Bob Cropf

Posts Tagged ‘Keynes’

Why Keynesianism will (or will not) work

In Free-market, Keynesianism on February 26, 2009 at 1:20 PM

This article is a neo-classical take on Keynes. It presents the rationale behind why Keynes’ theory is supposed to work, which is the multiplier effect. In other words, federal spending for infrastructure and other things will result in additional GDP (an increase in the aggregate demand).

The article’s author does not believe this. He articulates a neo-classical response when he says that

Of course, if GDP is adjusted for quality, the multipler is most likely negative, as resource allocation is directed by government officials, not consumer demands.

I am not sure what he means by “quality” and, maybe if you read the article more closely than I, then something will immediately leap out at you. However, I believe it has to do with “consumer demands.” Again, we are faced with the issue that Galbraith raises, that is, can government produce wealth? Skeptics, such as classical economists, doubt this and so argue that only consumer demand can result in “quality” GDP. Presumably, this increase in aggregate demand would not come as the result of more bridges, roads and other public goods rather than increasing output of televisions and cars (i.e., what consumers want). Hence the author’s logic is that only private consumer goods will produce a true multiplier effect on the economy.

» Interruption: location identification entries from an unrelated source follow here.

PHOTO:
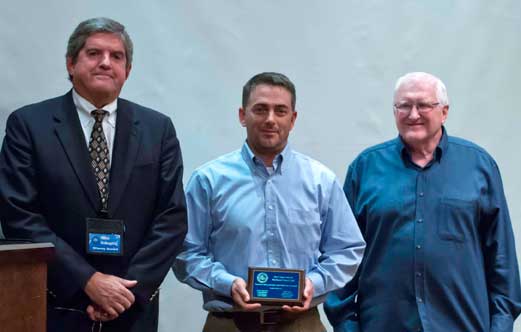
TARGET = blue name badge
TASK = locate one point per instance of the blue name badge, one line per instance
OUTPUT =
(101, 243)
(275, 286)
(105, 236)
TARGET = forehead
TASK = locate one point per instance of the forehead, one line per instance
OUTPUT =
(270, 94)
(104, 40)
(419, 88)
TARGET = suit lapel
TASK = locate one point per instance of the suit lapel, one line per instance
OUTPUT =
(69, 132)
(126, 144)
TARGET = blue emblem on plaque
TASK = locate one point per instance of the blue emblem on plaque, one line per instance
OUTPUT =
(262, 278)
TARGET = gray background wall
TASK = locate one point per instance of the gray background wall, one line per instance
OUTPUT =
(192, 58)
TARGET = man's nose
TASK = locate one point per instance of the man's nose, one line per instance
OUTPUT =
(270, 117)
(414, 113)
(105, 60)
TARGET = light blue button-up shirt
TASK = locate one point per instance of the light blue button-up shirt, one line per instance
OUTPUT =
(240, 215)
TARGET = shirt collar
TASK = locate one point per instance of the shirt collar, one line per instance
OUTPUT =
(85, 108)
(280, 161)
(440, 148)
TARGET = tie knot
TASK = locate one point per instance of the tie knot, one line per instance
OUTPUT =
(99, 115)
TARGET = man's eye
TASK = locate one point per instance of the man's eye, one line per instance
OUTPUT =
(118, 56)
(259, 110)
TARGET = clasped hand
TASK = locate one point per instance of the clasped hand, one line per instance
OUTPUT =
(110, 296)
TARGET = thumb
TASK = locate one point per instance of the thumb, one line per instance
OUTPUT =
(128, 283)
(241, 287)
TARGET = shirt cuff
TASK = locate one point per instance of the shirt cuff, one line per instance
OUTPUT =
(501, 323)
(318, 283)
(223, 284)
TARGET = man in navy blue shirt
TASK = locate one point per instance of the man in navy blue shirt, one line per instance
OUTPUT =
(440, 250)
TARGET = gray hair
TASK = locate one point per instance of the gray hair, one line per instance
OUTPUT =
(96, 25)
(268, 78)
(441, 90)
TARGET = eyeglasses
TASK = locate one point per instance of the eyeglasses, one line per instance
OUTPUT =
(406, 108)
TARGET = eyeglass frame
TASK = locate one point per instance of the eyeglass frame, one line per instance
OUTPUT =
(422, 108)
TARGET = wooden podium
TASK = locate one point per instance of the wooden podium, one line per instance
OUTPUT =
(23, 284)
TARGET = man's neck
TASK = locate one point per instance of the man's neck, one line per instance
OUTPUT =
(422, 153)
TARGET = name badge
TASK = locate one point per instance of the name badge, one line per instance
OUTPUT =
(105, 236)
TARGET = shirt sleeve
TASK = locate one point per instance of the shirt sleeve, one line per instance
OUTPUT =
(341, 246)
(195, 265)
(500, 257)
(341, 306)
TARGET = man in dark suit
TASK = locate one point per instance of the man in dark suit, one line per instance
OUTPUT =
(101, 178)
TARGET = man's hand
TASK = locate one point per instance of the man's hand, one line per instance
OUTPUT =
(110, 293)
(309, 290)
(97, 314)
(240, 296)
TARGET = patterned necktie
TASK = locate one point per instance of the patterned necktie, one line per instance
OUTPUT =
(99, 154)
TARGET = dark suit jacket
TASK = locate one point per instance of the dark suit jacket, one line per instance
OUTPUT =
(47, 189)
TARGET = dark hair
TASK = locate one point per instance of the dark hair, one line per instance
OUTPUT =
(269, 78)
(96, 25)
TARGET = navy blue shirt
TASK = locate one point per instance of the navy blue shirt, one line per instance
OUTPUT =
(440, 252)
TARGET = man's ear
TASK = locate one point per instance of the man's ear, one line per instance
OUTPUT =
(242, 116)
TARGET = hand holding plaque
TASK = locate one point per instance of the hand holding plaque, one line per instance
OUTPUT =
(276, 287)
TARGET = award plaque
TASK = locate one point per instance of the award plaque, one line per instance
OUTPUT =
(276, 287)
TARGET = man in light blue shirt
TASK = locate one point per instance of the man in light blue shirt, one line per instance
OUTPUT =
(266, 205)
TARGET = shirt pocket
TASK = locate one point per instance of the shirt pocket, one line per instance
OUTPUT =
(457, 217)
(303, 231)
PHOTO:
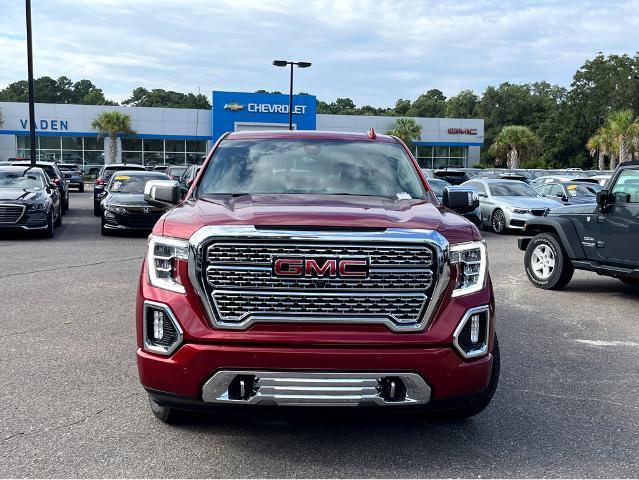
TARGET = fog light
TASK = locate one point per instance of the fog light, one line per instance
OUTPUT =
(158, 325)
(474, 328)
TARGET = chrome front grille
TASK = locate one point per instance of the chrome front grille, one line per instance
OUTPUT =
(261, 278)
(235, 277)
(238, 253)
(11, 213)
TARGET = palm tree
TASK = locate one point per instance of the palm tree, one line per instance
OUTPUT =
(623, 128)
(407, 130)
(111, 124)
(598, 145)
(514, 143)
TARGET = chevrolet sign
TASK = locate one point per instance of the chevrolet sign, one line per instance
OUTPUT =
(234, 107)
(462, 131)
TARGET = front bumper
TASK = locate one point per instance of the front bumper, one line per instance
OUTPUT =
(187, 371)
(123, 221)
(30, 220)
(516, 221)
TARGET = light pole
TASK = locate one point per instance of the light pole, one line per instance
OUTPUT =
(30, 74)
(284, 63)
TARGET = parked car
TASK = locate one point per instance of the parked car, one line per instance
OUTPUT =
(507, 204)
(123, 206)
(600, 237)
(73, 175)
(54, 173)
(103, 178)
(315, 268)
(176, 171)
(29, 200)
(570, 193)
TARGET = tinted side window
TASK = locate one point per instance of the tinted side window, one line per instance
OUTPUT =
(626, 189)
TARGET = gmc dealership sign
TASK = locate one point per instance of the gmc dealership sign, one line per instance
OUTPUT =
(462, 131)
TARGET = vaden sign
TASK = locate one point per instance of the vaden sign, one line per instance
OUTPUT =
(45, 124)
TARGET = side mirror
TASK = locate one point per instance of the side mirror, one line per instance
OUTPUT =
(460, 199)
(162, 193)
(603, 198)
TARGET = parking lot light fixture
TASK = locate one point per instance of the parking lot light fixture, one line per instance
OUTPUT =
(284, 63)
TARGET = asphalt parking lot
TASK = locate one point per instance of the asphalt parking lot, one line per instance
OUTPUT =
(567, 404)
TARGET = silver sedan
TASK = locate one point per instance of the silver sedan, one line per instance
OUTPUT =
(508, 204)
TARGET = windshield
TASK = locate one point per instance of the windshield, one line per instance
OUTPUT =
(325, 167)
(581, 190)
(513, 188)
(21, 180)
(132, 183)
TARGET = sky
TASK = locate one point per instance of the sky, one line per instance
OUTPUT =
(373, 51)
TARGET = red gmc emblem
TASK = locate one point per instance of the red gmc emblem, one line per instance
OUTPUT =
(321, 267)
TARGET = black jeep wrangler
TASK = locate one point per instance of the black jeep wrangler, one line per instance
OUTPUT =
(601, 237)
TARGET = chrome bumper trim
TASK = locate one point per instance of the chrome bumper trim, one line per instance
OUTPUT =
(315, 388)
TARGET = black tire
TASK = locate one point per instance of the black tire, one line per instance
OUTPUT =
(48, 233)
(498, 221)
(480, 403)
(166, 414)
(104, 231)
(58, 221)
(560, 272)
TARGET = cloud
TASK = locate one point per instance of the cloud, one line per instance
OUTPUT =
(371, 51)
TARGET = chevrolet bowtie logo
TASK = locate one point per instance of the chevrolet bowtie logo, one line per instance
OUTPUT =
(234, 107)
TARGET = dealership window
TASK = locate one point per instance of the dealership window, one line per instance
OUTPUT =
(89, 151)
(441, 156)
(81, 150)
(157, 151)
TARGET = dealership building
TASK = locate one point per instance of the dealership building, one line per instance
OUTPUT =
(183, 136)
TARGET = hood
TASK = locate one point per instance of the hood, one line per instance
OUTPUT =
(316, 211)
(126, 198)
(20, 195)
(585, 208)
(527, 202)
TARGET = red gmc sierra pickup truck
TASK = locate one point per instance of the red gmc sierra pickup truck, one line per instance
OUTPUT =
(315, 269)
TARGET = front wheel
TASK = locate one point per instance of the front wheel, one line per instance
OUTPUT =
(498, 221)
(546, 262)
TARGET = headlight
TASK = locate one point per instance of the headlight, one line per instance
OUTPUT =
(520, 211)
(162, 262)
(37, 206)
(114, 208)
(472, 264)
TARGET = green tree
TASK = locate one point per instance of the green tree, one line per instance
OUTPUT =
(462, 105)
(407, 130)
(431, 104)
(514, 143)
(622, 127)
(111, 124)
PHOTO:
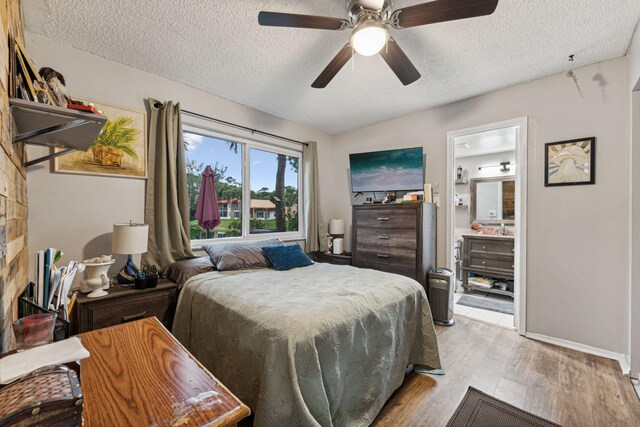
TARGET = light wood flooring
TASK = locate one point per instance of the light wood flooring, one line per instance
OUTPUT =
(561, 385)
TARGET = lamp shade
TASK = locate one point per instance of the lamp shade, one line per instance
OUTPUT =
(336, 226)
(129, 239)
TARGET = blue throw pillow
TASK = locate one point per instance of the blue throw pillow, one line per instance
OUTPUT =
(287, 257)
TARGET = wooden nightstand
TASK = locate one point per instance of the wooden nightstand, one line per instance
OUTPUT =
(331, 258)
(125, 304)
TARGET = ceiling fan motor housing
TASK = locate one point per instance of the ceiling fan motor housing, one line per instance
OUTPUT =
(362, 9)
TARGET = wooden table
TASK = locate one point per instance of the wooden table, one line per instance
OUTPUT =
(138, 374)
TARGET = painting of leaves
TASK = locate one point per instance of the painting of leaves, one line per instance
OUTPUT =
(119, 150)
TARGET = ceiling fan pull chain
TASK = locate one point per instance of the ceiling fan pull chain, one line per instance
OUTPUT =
(353, 59)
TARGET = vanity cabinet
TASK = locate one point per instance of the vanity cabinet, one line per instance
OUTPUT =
(491, 256)
(396, 238)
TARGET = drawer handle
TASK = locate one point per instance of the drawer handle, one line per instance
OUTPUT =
(133, 317)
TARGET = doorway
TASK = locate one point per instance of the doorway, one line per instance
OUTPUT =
(486, 221)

A Marxian take on the financial crisis

In economics on January 31, 2009 at 9:44 AM

I came across this blog post today. I skimmed it and thought it looked rather interesting in light of our class discussion last week. In particular, pay close attention to what the writer says is the importance in Marxian analysis of the word, “crisis.” Recall O’Connor’s use of the word in his article. What is being conveyed is the idea of a complete breakdown in confidence. In a capitalist economy, confidence is key (you don’t have to read Marx to believe that). Therefore, if there is a lack of confidence or declining confidence then things can go south pretty fast. That’s what happened according to the Marxian viewpoint. The conclusion is pretty scary if you believe the writer: We’ve come to the point where we are not trying to save either the poor or the rich, but the system itself! As you read this, think about how a Neo-classical of Keynesian might respond. Do you think they would predict a complete and total collapse of the entire system as readily? How would they challenge the Marxian perspective on the data?

Interesting blog post

In economics on January 25, 2009 at 4:59 PM

This is an interesting blog post that uses a graph to show that over the long run, economic growth swamps short term fluctuations in the economy. The graph also tells the story mentioned in class that only the massive spending prompted by the world war pulled us out of the Great Depression. The overriding message of the post seems to be that historical trends indicate that we will pull ourselves out of this current mess; the fear that has captured the public is probably natural but that in the end long term growth will prevail.

Another great site for visualizing data is FlowingData. This example shows some interesting ways to visualize consumer spending.

Another good piece is this one in Forbes which provides a fair overview of the history of economic stimulus packages.